There was no one else here. I was strangely enchanted by this room, as though I was suddenly privy to some secret, long-lost moment in time to which I’d been given exclusive access. Well, and him too, both of us when I remembered I wasn’t quite alone, and his hand still held mine, and mine holding his. It seemed to me that even he felt a little in awe, but not for long as he took me to a table where he half-sat me down on its top and began what we clearly hadn’t finished before, more kissing; and as we kissed his hands became more probing, adventurous in their explorations. In between kisses I turned my head to the left as I was being somewhat leaned back against and onto this table and noticed what I hadn’t before, a Christmas tree.  It was subtle with very tiny light adorning it, blue lights reminding me of snow and far north things and for some reason the northern lights. In the corner of the innocuous anonymous room in a town somewhere in Wales was this small piece of magic lighting up my eyes and drawing me into and making me also think of Christmas carols; Silent Night, that I remember came to mind, one of my favourite.

Not before long did I, we, once again find ourselves buried in kissing and touching, his hands mostly as mine were bracing myself against the table which slid a couple of inches scraping the wooden floor making me slightly worried someone might over hear or just stumble upon us. No one did, not then, not at all while we were there. His hands seemed to enjoy my small, bony hips, letting them wander up my back beneath my jumper along my spine until the swished around under the wool, and being baggy there was plenty of room, to my breast which he gave some serious attention through my black, cotton shirt.  I wondered if this was getting perhaps a little too familiar considering we’d only just met and actually, just realising I didn’t even know his name. Did he even know mine?
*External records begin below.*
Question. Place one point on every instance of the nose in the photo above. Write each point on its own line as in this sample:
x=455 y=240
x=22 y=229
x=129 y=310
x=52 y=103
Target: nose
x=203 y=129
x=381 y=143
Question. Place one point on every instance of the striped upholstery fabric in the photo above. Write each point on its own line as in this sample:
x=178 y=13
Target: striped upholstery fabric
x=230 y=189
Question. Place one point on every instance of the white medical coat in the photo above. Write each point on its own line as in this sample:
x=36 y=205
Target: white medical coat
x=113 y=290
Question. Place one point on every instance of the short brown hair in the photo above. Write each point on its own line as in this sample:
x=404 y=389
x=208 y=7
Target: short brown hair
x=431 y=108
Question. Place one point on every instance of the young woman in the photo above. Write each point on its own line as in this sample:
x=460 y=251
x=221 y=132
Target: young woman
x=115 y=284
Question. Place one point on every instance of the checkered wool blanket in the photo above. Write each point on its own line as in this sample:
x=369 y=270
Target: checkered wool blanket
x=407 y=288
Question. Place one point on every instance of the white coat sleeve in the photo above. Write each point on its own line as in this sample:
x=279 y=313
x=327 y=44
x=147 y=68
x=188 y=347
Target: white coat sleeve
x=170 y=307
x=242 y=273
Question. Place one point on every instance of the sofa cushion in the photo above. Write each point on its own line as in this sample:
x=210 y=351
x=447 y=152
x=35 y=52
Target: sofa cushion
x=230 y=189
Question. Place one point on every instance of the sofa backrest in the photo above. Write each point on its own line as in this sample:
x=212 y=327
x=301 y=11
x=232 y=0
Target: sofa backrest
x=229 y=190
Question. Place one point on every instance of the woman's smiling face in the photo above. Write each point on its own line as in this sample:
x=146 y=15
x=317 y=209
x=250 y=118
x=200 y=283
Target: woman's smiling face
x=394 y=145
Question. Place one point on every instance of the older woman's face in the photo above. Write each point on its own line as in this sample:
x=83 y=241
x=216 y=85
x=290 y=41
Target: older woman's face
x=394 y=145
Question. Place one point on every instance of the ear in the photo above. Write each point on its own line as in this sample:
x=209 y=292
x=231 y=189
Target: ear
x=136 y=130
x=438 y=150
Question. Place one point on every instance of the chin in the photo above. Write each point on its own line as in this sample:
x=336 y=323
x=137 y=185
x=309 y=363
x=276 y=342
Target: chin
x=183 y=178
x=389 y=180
I was finding myself increasing excited and enthralled by this whole affair, this craziness that I’d found myself part of, this private party in our very own function room with our very own tree and random lightshows from cars headlights that pulled in or out of the car park beyond these walls. I bit into his lower lips in a rush of tension as he grabbed my boob and I felt my nipple growing erect and tender. This was merely an encouragement for him, and probably me too, and as we really got into the kissing his hands were mysteriously finding themselves, well, all over me. He reached down and once again grabbed firmly my buttocks and spent time there lifting me partly onto the table so much so my feet lost contact with the floor now and my legs were swinging, or would have been had I not an entire man in a cheesy, awful Santa sweater groping me senseless.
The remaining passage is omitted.